A team of International Olympic Committee experts will spend three days each in Los Angeles and Paris over the next week evaluating the two bids for the 2024 Summer Olympics.
The evaluation commission will begin its review of Los Angeles' bid Wednesday and Paris' bid Sunday. In those three-day visits, the bid leaders will seek to demonstrate why their city is best to host the Games even as the IOC considers an option of awarding each city an Olympics in a dual award for 2024 and 2028.
Up first, Los Angeles will seek to demonstrate how it can deliver on its low-risk, no-surprises promise.
"What will be really interesting here is if Los Angeles doesn't spend all its time saying how lavish we can do things but here's how we can do things affordably and on budget," said Victor Matheson, an economist at Holy Cross who has studied the Olympics. "Which would be, of course, a totally different idea from what we've totally seen but would certainly be in line with what the IOC says it's looking for."
Los Angeles has proposed a $5.3 billion bid that relies almost entirely on existing venues. It's tailored to Agenda 2020, which the IOC created to reduce the cost of bidding and create a more sustainable model for the Olympics.
The 2024 race is the first under the agenda and a test of the IOC's commitment to change after recent Games in Rio de Janeiro, Sochi and Beijing, among others, have run billions over budget while failing to deliver on their promised legacies.
With only two remaining cities for a second consecutive bidding cycle, the IOC has tasked its vice presidents to study changes to bidding.

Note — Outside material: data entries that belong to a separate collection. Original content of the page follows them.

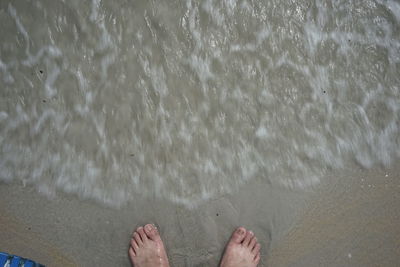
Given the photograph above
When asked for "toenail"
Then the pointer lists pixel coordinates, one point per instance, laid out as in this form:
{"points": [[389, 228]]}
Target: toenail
{"points": [[240, 231]]}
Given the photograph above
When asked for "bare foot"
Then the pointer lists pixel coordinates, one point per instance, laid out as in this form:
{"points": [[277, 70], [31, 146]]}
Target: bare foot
{"points": [[147, 248], [242, 250]]}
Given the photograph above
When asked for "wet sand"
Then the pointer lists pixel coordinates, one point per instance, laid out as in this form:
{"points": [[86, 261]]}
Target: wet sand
{"points": [[352, 220]]}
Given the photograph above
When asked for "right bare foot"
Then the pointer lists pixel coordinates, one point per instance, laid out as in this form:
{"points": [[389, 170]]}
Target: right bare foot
{"points": [[147, 248], [242, 250]]}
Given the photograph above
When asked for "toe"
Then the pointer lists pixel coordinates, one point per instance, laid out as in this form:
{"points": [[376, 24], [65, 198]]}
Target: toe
{"points": [[134, 245], [132, 253], [151, 232], [137, 238], [238, 235], [142, 234], [246, 241], [253, 242], [256, 249], [257, 258]]}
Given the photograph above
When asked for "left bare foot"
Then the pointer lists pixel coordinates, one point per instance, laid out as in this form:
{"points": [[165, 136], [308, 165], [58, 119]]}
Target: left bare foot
{"points": [[147, 248]]}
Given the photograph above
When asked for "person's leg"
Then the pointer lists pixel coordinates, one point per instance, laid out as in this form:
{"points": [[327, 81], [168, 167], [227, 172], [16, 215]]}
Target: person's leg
{"points": [[242, 250], [147, 249]]}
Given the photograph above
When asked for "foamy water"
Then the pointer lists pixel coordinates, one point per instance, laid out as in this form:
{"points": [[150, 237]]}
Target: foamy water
{"points": [[189, 100]]}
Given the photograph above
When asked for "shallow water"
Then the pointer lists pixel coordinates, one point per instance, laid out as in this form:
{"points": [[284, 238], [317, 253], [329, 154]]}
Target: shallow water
{"points": [[188, 100]]}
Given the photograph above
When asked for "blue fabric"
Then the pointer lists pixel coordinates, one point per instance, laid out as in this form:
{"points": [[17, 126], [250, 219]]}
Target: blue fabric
{"points": [[15, 261], [3, 259]]}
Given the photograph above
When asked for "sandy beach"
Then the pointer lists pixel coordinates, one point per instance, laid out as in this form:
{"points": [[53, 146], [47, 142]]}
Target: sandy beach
{"points": [[350, 221]]}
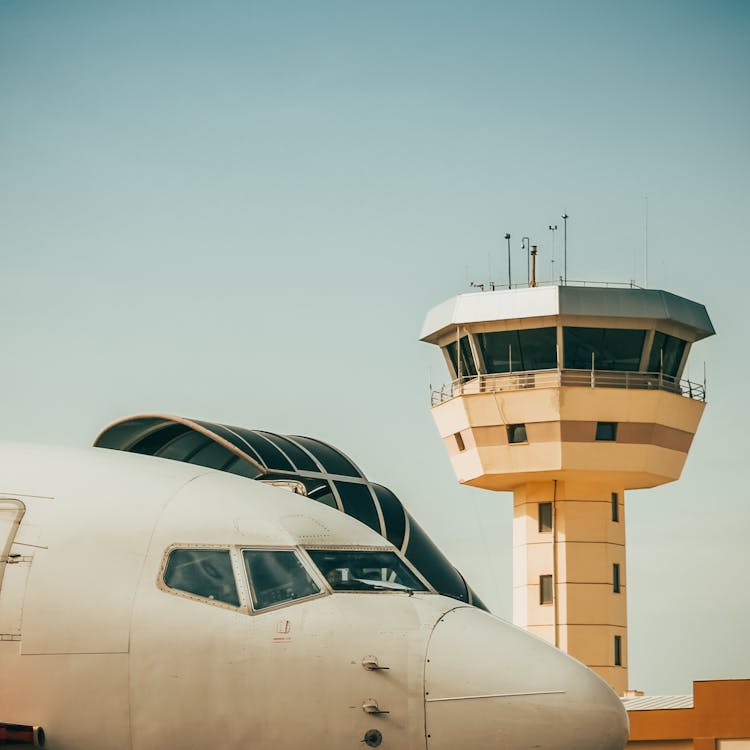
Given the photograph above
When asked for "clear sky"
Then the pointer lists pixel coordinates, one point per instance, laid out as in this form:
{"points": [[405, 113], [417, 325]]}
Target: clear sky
{"points": [[241, 211]]}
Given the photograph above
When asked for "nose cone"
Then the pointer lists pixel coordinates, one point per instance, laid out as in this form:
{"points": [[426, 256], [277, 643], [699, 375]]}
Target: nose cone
{"points": [[490, 685]]}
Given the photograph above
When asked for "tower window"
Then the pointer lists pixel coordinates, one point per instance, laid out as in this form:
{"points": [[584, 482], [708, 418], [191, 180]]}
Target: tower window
{"points": [[545, 517], [462, 358], [545, 589], [618, 650], [517, 433]]}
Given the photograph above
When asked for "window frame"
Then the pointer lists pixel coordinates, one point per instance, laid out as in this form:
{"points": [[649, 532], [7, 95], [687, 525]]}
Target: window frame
{"points": [[543, 602], [165, 587], [615, 503], [510, 427], [365, 548], [613, 439], [551, 518], [307, 564]]}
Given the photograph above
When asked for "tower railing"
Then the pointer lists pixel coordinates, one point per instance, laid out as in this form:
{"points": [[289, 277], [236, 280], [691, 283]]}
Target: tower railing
{"points": [[517, 381]]}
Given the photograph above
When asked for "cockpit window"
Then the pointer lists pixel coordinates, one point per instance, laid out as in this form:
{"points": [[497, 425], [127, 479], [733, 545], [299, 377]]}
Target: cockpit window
{"points": [[277, 576], [358, 570], [203, 572]]}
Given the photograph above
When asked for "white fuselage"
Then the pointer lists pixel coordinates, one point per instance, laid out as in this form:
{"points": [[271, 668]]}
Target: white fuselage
{"points": [[96, 648]]}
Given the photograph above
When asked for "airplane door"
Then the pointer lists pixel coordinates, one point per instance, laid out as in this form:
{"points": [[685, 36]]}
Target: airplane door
{"points": [[14, 569]]}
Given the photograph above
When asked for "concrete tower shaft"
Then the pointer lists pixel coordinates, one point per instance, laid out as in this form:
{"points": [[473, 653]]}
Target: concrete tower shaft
{"points": [[568, 396]]}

They are considering awarding the 2024 and 2028 Olympics when the IOC meets to vote in September, with Los Angeles and Paris each getting one of the two.
While seeing Los Angeles' venues is the most visible measure of the bid, the IOC evaluation commission will examine other areas such as finance, transportation and marketing, said John Mac-Aloon, a professor at the University of Chicago.
MacAloon was an adviser on New York's bid for the 2012 Olympics and part of Chicago's bid for the 2016 Games.
"It's an intense face-to-face, formal committee hearing, if you will, on the propositions that are offered, as well as an opportunity for the experts to get a direct sense of the lay of the land," he said.
The commission also will consider things such as the impressions they get from bid leaders as well as city and public support.
One advantage Los Angeles has over the previous two U.S. bids is improved relations with the IOC, MacAloon said. "It's a challenge for us Americans to hit the right tone," he said.
The commission's work culminates in a report delivered to the IOC on July 5 in advance of a technical briefing a week later. That report would include any challenges but will highlight opportunities and is expected to be favorable to both cities.
"It becomes a bit of an interpretation games of reading between the lines as to what is or is not being hinted at by the evaluation commission about the relative strengths or weaknesses of the various bids," MacAloon said.
"They're very subtle in how they formally present their results, but of course the bid committees have other sources of information.
"And it's important to know that the IOC members, who are the only real targets, for their final secret ballot may or may not pay that much attention to the evaluation committee findings. That varies a great deal among the IOC members."